A la question de savoir pour quelle raison devrait-on rendre public ce fameux code source, notre interlocuteur commence par définir son utilité avant d’expliquer les risques.
« Ce code sert à connaître l’utilisation qui sera faîte des données collectées par l’application. C’est comme une recette de cuisine avec l’ensemble des instructions données à un logiciel pour voir comment il procède, où les informations sont envoyées, comment elles sont traitées type de calcul…
« Le risque est que certains esprits malintentionnés puissent utiliser les données de ce code source serveur à des fins illégitimes.
« En effet, si on connaît la nature des données transmises par l’application dont le code source est ouvert, à savoir les numéros de téléphone et les coordonnées des personnes contacts avec les infectés, on ne sait pas exactement quel sera le sort des centaines de milliers de données dans le serveur.
« Concrètement, s’il y a une faille dans le serveur, des hackers pourront utiliser les très nombreux numéros de téléphone et les coordonnées des personnes inscrites dans l’application pour, par exemple, les vendre sous forme de fichiers à des sociétés qui vous inonderont de publicités », explique l’élu de la FGD.
« Sachant que Singapour vient de publier, après plusieurs mois d’attente, le code source de ce serveur les autorités marocaines affirment attendre de garantir le niveau de sécurité du serveur pour le faire.
Aucun risque d’être géolocalisé ou de voir son répertoire pillé
Concernant l’inquiétude de plusieurs internautes d’être géolocalisés avec une application qui demande l’autorisation d’accéder à la localisation GPS de l’appareil, El Hyani explique que c’est un requis d’Android pour l’activation du Bluetooth sur l’application et que par conséquent les localisations sont collectées localement sur le téléphone, et non transmises au serveur.
De plus, il rappelle que la CNDP a autorisé l’application pour du tracing (traçage des infectés) et pas pour le tracking à savoir la localisation.
Dans sa synthèse, l’informaticien dément des rumeurs véhiculées sur Whatsapp accusant l’application d’aspirer tous les numéros du répertoire téléphonique alors que Wiqaytna n’y a aucun accès direct.
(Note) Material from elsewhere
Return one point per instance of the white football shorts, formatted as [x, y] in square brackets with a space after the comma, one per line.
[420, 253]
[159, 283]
« Quand on voit les éléments collectés à partir du téléphone c’est plutôt rassurant mais ce qui n’est pas encore clair c’est le traitement qui sera fait au niveau du serveur.
« Si les développeurs marocains ont été plutôt rassurants, on ne sera tranquille à 100% que quand on connaîtra le code source côté serveur », conclut El Hyani qui nous confirme avoir téléchargé Wiqaytna mais qu’en cas d’évolution négative, il n’hésitera pas à désinstaller l’application de traçage du Covid-19.